Background: Technology is increasingly being used in youth mental healthcare to support service delivery and improve health outcomes. The current study trialed a new electronic psychosocial application (myAssessment) that aims to provide a holistic assessment of relevant risk and protective factors in youth mental healthcare. The study aimed to determine whether myAssessment was acceptable to all users, and whether it affected: reporting of certain behaviors and ratings of self-disclosure; youth ratings of control, fears of judgmental reactions or time-efficiency; clinician ratings of time-efficiency or their ability to formulate a treatment plan; and the therapeutic alliance.

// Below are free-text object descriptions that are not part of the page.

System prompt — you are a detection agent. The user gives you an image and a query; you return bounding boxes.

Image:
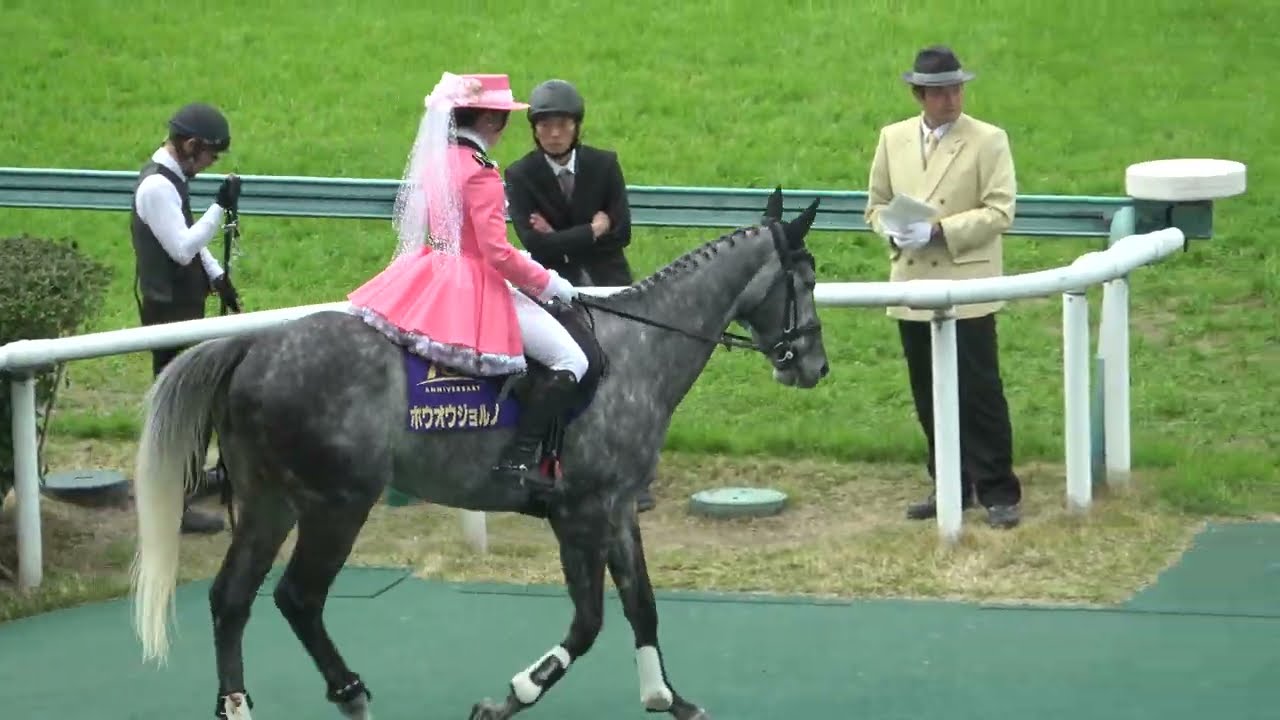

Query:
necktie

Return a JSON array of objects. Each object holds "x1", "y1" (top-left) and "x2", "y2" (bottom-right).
[
  {"x1": 558, "y1": 169, "x2": 574, "y2": 199},
  {"x1": 923, "y1": 132, "x2": 938, "y2": 166}
]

Method: The application was tested at a youth mental health service using a quasi-experimental two phase Treatment-as-Usual/Intervention design. Three hundred thirty nine youth and 13 clinicians participated across both phases. Reporting of behaviors, self-disclosure, youth control, judgmental reactions, time efficiency, ability to formulate treatment plans, and the therapeutic alliance were compared between groups.

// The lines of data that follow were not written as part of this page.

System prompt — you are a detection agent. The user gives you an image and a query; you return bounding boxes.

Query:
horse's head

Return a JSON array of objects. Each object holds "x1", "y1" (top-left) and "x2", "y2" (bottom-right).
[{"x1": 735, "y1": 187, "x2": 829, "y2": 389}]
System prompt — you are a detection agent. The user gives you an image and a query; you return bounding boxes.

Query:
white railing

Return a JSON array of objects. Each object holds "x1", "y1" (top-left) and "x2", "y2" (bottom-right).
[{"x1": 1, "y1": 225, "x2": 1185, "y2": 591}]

Results: myAssessment was found to be widely accepted by both young people and clinicians. Use of myAssessment resulted in reporting of behaviors that were 2.78 through 10.38 times higher for a variety of substances (use of tobacco, alcohol, cannabis, sedatives, hallucinogens, and opioids), in identifying non-heterosexual sexual orientation, having had sex, an STI check, sex without a condom, having felt pressured to have sex in the past, having self-harmed, and in having put themselves in an unsafe situation. Participants who used the application also reported being less likely to lie on past experiences of being bullied, substance use, and self-harm. Use of the application resulted in improved youth ratings of time efficiency in session. The application was found to have no impact on youth control, judgmental reactions, formulation of treatment plans, or the therapeutic alliance.

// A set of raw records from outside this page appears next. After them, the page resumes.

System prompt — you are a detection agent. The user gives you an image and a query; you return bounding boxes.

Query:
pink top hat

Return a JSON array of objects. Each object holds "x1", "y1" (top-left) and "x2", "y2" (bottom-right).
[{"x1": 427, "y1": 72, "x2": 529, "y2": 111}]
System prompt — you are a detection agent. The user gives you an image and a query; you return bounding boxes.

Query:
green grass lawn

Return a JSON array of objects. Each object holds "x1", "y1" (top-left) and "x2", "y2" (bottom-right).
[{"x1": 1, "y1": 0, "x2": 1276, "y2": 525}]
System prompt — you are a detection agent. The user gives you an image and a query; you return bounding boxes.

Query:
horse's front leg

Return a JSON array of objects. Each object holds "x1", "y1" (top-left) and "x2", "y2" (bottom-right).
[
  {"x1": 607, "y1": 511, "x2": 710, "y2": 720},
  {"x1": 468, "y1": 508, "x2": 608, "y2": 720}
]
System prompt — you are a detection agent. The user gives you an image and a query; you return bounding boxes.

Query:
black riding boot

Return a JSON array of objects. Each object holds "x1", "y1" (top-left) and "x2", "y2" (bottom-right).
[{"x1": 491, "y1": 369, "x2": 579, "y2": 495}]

Conclusions: Electronic psychosocial assessments can increase rates of self-disclosure and, therefore, provide an earlier and more comprehensive picture of young people's risks without negatively impacting the therapeutic alliance. Additionally, this type of technology has been shown to be widely accepted by both young people and clinicians and can improve youth beliefs that there is enough time in session to speak about what is most important to them.